Nereden bakarsanız karamsar bir hikaye. Yönetmen, bu karamsar hikayeyi hiç pespaye sinematik trüklere (ne işim olur trükle) hilelerle, acıklı müziklere yaklaşmadan pek şükela bir şekilde aktarmış kordelaya. Filmin sonuna kadar ilginin düşmediği bir tempo var. Üstelik bu tempoda ne bir aksiyon, ne akılfersa dönüm/kesişme noktaları yerleştirilmişti. Sadece (olabilecek) hayat. Ama 1s48d'da dostluk, sevgi (evlat ve hayvan sevgisi de dahil olmak üzere), ölüm, dirim, geçicilik gibi önemli bir çok şeyi yaşar gibi oluyoruz.

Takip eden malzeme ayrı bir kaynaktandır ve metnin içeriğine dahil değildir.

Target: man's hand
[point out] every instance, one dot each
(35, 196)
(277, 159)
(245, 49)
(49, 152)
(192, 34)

Ricardodarin'i daha önceki filmlerinden tanıyoruz (hiç bir filmi fakiri hayalkırıklığına uğratmadı) ama Havierkamara'yı ilk kez izledim. Ortaçağ azizlerine benzeyen ilginç yüz yapısı ve abartısız oyunculuğuyla, O da gayet iyi. Arjantinli Doloresfonzi de çok güzel kadın şimdi... Truman ise yaşlı, sakin ve yerinden kalkamayacak kadar halsiz bir pati. Filmimizin sonundaki hamle ise hayvan dostlarını pek hislendirecektir.
Sakin bir akşamda, telefonlar kapatıldıktan sonra, bir kadeh kırmızı şarapla çok iyi gider.